Monday, October 3, 2011

Real-Life Felix Unger Doesn't Find Humor In Odd Coupling

Dear Tazi-Kat:

Three months ago, my best friend broke up with his live-in girlfriend, and needed to find a new place to live (she got the apartment, obviously).  Around the same time, my roommate moved back home without notice, so we thought it was a great idea for us to be roommates.  It was a huge mistake, Mr. Kat.  We are like the characters on that old TV show
The Odd Couple, expect that nobody is laughing and our problems aren’t resolved after half an hour.  When I say the man is a slob I am putting it nicely.  

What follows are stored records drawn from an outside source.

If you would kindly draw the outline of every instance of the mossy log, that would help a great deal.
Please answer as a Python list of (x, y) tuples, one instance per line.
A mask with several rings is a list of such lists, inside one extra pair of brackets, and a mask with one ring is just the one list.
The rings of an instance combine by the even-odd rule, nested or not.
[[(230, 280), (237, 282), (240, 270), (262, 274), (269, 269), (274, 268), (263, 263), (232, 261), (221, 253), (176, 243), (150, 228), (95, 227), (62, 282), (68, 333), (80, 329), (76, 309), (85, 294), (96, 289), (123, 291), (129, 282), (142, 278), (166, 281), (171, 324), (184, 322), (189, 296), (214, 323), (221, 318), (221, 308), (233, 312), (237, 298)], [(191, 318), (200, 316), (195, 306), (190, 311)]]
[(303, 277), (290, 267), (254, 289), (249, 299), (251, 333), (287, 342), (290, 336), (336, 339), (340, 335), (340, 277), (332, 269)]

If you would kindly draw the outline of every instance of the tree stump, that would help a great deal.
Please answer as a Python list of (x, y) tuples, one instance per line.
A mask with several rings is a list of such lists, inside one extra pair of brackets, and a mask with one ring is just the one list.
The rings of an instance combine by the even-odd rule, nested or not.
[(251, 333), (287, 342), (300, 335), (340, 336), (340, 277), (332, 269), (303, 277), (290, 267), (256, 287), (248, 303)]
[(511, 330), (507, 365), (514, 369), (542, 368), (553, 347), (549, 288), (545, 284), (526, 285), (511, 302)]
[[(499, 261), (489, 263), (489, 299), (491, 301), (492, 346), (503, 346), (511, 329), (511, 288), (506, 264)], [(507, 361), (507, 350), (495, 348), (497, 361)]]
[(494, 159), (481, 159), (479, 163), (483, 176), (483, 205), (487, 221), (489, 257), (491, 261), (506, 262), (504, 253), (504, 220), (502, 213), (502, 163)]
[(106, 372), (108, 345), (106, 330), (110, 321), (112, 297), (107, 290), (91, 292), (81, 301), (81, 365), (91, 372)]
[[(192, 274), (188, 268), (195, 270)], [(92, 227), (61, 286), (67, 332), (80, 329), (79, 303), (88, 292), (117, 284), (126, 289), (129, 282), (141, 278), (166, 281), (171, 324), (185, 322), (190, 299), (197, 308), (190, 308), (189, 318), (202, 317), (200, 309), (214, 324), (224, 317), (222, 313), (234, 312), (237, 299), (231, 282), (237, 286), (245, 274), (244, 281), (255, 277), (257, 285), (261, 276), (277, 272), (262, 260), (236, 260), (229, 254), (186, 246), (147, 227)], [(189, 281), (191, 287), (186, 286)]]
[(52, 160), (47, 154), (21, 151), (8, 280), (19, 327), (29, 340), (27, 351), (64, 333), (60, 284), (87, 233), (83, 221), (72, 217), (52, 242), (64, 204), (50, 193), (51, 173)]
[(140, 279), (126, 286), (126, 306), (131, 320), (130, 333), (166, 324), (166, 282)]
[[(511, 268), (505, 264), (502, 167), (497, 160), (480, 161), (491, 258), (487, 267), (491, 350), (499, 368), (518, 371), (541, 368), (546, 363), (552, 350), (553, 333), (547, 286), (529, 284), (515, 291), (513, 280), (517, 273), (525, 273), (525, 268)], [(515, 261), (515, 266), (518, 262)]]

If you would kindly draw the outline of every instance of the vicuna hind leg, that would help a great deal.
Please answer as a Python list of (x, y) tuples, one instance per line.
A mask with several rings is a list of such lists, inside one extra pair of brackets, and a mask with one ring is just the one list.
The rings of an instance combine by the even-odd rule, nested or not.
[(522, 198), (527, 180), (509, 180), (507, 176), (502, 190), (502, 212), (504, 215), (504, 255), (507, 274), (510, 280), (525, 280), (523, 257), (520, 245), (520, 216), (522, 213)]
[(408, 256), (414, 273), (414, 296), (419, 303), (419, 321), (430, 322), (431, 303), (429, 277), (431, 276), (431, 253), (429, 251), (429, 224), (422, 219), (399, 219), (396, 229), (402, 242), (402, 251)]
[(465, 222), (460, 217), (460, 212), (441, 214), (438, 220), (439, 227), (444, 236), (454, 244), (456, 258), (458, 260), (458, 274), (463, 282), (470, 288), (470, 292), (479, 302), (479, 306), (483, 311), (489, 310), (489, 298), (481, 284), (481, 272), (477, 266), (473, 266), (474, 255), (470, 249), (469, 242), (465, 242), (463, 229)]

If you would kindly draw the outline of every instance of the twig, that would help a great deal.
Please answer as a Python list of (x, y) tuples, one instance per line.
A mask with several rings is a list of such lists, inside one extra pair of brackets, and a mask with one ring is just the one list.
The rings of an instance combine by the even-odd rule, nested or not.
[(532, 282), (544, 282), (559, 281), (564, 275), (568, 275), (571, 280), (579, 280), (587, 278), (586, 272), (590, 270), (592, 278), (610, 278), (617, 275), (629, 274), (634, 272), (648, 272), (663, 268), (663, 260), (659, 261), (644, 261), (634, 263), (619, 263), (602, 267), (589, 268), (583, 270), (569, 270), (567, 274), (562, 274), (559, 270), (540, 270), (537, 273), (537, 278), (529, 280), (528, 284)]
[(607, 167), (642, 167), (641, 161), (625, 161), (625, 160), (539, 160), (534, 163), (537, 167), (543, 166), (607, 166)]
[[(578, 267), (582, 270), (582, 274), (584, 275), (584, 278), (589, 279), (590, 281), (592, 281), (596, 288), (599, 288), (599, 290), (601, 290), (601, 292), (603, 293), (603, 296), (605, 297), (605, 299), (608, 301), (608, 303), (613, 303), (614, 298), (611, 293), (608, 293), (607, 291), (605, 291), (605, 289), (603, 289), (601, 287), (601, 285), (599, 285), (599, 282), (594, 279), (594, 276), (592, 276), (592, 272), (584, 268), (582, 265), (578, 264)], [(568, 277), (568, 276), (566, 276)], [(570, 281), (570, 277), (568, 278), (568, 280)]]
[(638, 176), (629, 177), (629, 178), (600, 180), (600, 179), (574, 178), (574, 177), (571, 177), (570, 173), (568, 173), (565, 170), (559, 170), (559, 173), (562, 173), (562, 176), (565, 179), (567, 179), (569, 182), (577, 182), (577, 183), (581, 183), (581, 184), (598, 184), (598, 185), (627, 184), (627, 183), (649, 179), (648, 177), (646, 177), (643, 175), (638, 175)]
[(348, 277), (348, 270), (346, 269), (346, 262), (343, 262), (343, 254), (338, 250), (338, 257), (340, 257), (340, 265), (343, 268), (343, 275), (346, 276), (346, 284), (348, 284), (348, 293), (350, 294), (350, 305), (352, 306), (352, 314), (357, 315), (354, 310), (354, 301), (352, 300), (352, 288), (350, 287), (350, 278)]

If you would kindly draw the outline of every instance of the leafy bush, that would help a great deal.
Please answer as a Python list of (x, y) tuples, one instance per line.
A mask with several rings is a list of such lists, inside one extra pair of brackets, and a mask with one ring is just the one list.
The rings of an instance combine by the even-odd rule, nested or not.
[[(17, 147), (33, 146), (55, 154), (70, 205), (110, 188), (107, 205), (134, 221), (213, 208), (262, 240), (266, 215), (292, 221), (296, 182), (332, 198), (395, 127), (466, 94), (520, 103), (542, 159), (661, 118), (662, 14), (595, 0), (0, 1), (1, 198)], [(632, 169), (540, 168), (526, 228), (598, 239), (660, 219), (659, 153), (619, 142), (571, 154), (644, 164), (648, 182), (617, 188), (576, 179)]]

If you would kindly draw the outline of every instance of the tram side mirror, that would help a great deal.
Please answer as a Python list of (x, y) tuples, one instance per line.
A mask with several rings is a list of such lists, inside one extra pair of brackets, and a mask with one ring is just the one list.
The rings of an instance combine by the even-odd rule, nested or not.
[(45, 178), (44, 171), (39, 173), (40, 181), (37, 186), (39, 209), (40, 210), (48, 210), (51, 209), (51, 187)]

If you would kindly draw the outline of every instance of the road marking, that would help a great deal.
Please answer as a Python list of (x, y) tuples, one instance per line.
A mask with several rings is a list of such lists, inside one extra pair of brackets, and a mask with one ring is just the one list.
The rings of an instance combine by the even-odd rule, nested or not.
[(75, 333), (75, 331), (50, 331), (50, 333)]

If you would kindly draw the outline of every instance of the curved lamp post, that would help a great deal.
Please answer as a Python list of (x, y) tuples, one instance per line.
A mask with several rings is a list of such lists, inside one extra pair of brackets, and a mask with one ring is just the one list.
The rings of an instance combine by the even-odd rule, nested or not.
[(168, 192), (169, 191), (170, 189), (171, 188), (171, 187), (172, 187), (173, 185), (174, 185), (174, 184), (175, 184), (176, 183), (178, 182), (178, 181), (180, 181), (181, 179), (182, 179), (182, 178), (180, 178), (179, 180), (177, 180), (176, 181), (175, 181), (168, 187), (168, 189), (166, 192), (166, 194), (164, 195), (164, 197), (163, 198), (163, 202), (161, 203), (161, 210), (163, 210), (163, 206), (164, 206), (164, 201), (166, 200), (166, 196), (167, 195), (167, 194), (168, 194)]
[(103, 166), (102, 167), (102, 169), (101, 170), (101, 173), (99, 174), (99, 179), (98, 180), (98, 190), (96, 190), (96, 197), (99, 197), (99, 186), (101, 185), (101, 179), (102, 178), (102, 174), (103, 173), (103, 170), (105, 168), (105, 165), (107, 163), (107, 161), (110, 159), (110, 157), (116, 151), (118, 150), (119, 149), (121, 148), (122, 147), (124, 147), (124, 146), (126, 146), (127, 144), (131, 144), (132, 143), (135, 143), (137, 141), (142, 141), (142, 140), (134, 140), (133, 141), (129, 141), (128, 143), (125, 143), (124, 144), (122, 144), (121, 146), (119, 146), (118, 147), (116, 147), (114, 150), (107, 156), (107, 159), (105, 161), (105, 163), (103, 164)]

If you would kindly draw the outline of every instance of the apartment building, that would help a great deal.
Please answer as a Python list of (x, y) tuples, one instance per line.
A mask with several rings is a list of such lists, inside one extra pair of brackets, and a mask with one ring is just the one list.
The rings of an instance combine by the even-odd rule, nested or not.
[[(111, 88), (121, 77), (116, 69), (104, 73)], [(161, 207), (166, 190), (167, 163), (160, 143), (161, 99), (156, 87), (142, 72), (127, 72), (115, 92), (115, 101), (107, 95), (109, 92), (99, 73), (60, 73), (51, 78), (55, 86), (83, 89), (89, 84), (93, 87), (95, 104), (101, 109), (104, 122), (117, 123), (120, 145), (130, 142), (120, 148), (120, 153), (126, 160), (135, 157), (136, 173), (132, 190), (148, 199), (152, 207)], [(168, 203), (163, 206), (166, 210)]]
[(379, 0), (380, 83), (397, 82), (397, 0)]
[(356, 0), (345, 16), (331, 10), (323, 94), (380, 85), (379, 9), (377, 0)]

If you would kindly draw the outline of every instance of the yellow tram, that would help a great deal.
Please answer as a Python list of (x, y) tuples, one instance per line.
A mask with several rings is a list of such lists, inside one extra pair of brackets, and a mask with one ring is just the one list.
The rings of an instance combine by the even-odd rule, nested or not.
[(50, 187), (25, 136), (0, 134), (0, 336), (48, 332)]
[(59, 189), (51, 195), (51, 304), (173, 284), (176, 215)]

I read your recent column about the sloppy teenager, and I understand what you mean when you say there is a difference between “messy” and “dirty”.  The man is dirty.  His laundry is strewn across the house, his empty beer cans would cover every table and countertop if I didn’t throw them away, and I recently had to call the exterminator for a bug problem that I never had before he moved in with me.  To look at the guy, you would never guess he lived like a pig.  He is always well-dressed and clean shaven, and the inside of his car is immaculate.  

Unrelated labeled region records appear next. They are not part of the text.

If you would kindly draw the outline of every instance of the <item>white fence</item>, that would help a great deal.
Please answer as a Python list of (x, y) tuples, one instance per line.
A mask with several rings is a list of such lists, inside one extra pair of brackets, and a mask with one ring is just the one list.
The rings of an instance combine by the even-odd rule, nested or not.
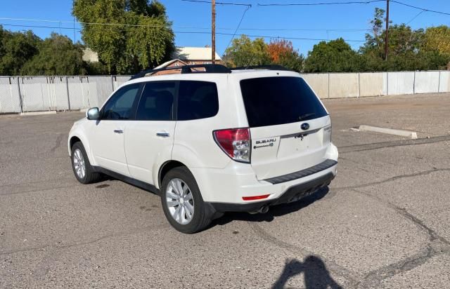
[(304, 74), (321, 98), (450, 92), (450, 71)]
[(101, 106), (129, 76), (0, 76), (0, 114)]
[[(450, 92), (450, 71), (304, 74), (321, 98)], [(100, 107), (129, 76), (0, 76), (0, 114)]]

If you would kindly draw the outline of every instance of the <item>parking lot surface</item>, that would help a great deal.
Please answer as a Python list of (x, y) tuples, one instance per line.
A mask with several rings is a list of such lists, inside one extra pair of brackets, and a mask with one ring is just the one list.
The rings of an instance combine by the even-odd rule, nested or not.
[(77, 182), (66, 143), (83, 114), (0, 116), (0, 288), (450, 288), (450, 95), (324, 103), (330, 187), (193, 235), (155, 194)]

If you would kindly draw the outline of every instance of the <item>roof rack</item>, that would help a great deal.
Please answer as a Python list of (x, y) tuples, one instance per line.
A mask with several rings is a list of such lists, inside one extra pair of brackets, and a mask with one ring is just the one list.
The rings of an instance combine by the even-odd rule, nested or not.
[[(197, 70), (197, 68), (202, 68), (202, 70)], [(164, 67), (158, 69), (146, 69), (131, 76), (131, 79), (136, 79), (147, 76), (148, 74), (153, 74), (156, 72), (165, 72), (170, 70), (181, 69), (181, 74), (189, 73), (231, 73), (231, 70), (221, 65), (193, 65), (176, 66), (173, 67)]]
[(231, 69), (232, 70), (248, 70), (248, 69), (268, 69), (268, 70), (285, 70), (285, 71), (292, 71), (284, 66), (277, 65), (254, 65), (254, 66), (247, 66), (247, 67), (234, 67)]

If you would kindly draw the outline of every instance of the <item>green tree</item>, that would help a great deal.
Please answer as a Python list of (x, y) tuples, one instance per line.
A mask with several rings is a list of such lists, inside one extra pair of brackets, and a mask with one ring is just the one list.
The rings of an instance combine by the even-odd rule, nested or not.
[(302, 70), (303, 55), (294, 48), (291, 41), (285, 39), (271, 40), (267, 50), (272, 63), (299, 72)]
[(31, 30), (11, 32), (0, 26), (0, 75), (18, 75), (22, 67), (38, 53), (41, 39)]
[[(360, 48), (361, 71), (430, 70), (444, 69), (449, 57), (445, 51), (445, 27), (412, 29), (405, 24), (389, 27), (389, 57), (385, 61), (386, 31), (385, 11), (375, 8), (371, 34)], [(434, 29), (437, 28), (437, 29)], [(447, 27), (448, 28), (448, 27)], [(449, 34), (450, 35), (450, 34)], [(450, 39), (450, 36), (448, 36)], [(450, 40), (449, 42), (450, 43)]]
[(39, 53), (22, 69), (26, 75), (84, 75), (82, 46), (68, 36), (52, 33), (39, 43)]
[(103, 24), (82, 25), (82, 39), (110, 73), (155, 66), (174, 51), (172, 23), (158, 1), (74, 0), (72, 14), (82, 22)]
[(351, 72), (359, 70), (359, 55), (342, 38), (321, 41), (308, 53), (305, 72)]
[(232, 45), (225, 51), (224, 60), (229, 67), (245, 67), (271, 64), (267, 44), (262, 38), (252, 41), (242, 35), (233, 40)]

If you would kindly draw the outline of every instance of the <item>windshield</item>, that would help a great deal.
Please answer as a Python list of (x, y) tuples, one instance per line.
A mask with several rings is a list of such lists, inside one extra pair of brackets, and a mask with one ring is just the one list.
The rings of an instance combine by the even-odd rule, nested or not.
[(309, 86), (300, 77), (263, 77), (240, 81), (251, 128), (318, 119), (327, 115)]

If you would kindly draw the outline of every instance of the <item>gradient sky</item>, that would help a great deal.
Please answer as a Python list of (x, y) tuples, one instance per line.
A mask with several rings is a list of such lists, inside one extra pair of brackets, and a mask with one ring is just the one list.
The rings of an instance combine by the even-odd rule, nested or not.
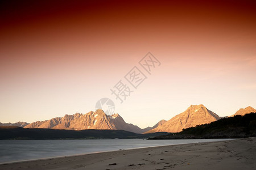
[[(86, 113), (102, 97), (141, 128), (191, 104), (256, 107), (255, 1), (1, 1), (0, 21), (1, 122)], [(161, 65), (120, 104), (110, 88), (148, 52)]]

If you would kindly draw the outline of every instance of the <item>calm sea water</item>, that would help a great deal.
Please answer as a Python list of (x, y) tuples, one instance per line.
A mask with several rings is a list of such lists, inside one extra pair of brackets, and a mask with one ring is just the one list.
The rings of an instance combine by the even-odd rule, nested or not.
[(0, 163), (51, 157), (230, 139), (2, 140)]

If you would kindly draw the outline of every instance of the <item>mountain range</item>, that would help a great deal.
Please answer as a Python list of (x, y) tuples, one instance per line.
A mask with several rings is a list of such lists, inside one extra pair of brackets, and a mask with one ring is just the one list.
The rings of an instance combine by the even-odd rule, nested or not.
[[(256, 110), (251, 107), (240, 109), (234, 114), (244, 115)], [(31, 124), (18, 122), (15, 124), (1, 124), (0, 126), (15, 126), (24, 128), (42, 128), (81, 130), (87, 129), (123, 130), (135, 133), (154, 133), (155, 132), (179, 132), (183, 129), (209, 124), (222, 117), (208, 109), (203, 104), (192, 105), (184, 112), (168, 121), (162, 120), (153, 127), (141, 129), (131, 124), (126, 123), (118, 114), (106, 114), (101, 109), (90, 111), (86, 114), (66, 114), (63, 117), (36, 121)]]
[(124, 130), (135, 133), (143, 133), (152, 128), (141, 129), (126, 123), (118, 114), (106, 114), (102, 109), (90, 111), (83, 114), (66, 114), (63, 117), (53, 118), (44, 121), (28, 124), (24, 128), (45, 128), (81, 130), (85, 129)]

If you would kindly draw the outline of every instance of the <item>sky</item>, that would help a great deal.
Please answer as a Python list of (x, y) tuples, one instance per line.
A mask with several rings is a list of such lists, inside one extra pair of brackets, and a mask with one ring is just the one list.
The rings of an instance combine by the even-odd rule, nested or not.
[[(104, 97), (140, 128), (192, 104), (256, 108), (255, 1), (52, 1), (0, 2), (1, 122), (85, 114)], [(133, 91), (122, 103), (120, 80)]]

I want to ask him to leave, but the guy is still my best friend – although I am not sure how long that will last if he continues to live here.  Do you have any advice for two guys who can’t seem to make the roommate thing work, Tazi?

That Felix Guy

Dear Felix:

Did you know that the name "Felix" is based on the Latin word for "happy go lucky"?  Ironically, it sounds as though you are the furtherest thing from happy-go-lucky at the moment, because you are discovering an important truth in life: Just because you are best friends does not mean you will make good roommates.  What is worse, all this familiarity can breed contempt, as it appears to be doing in your situation.  I can see your aggravation about your roommate’s slovenly lifestyle; and I have to ask: Can he see it, too?  More importantly, is he just as put-out over your desire for clean? 

This is one of those times that being best friends can be helpful.  Best friends can talk about anything, even the uncomfortable subjects.  You need to catch your buddy at a neutral time – not right after you have tripped over his dirty underwear for the umpteenth time – and tell him that the “roommate thing” is not working out as well as you had planned.  Point out the obvious: That your different standards of clean are driving you crazy, and that you don’t want your friendship to suffer because of it.  Tell him you will help him look for a new place; and that you will help him move; but that he has to do just that: move.  If you have any mutual friends with similar cleaning habits as your best friend, suggest that they might make for a better roommate situation than the two of you sharing space.  Do not let him convince you that he can change if you give him the chance.  All this will do is delay the inevitable.

The best part of this bad situation is that three months is not a long enough time to make yourself at home anywhere; it is more of a temp-to-perm trial period.  If it is obvious to you that after three months the situation is not working, than now is the time to end it – before it ends your friendship, as you fear it might.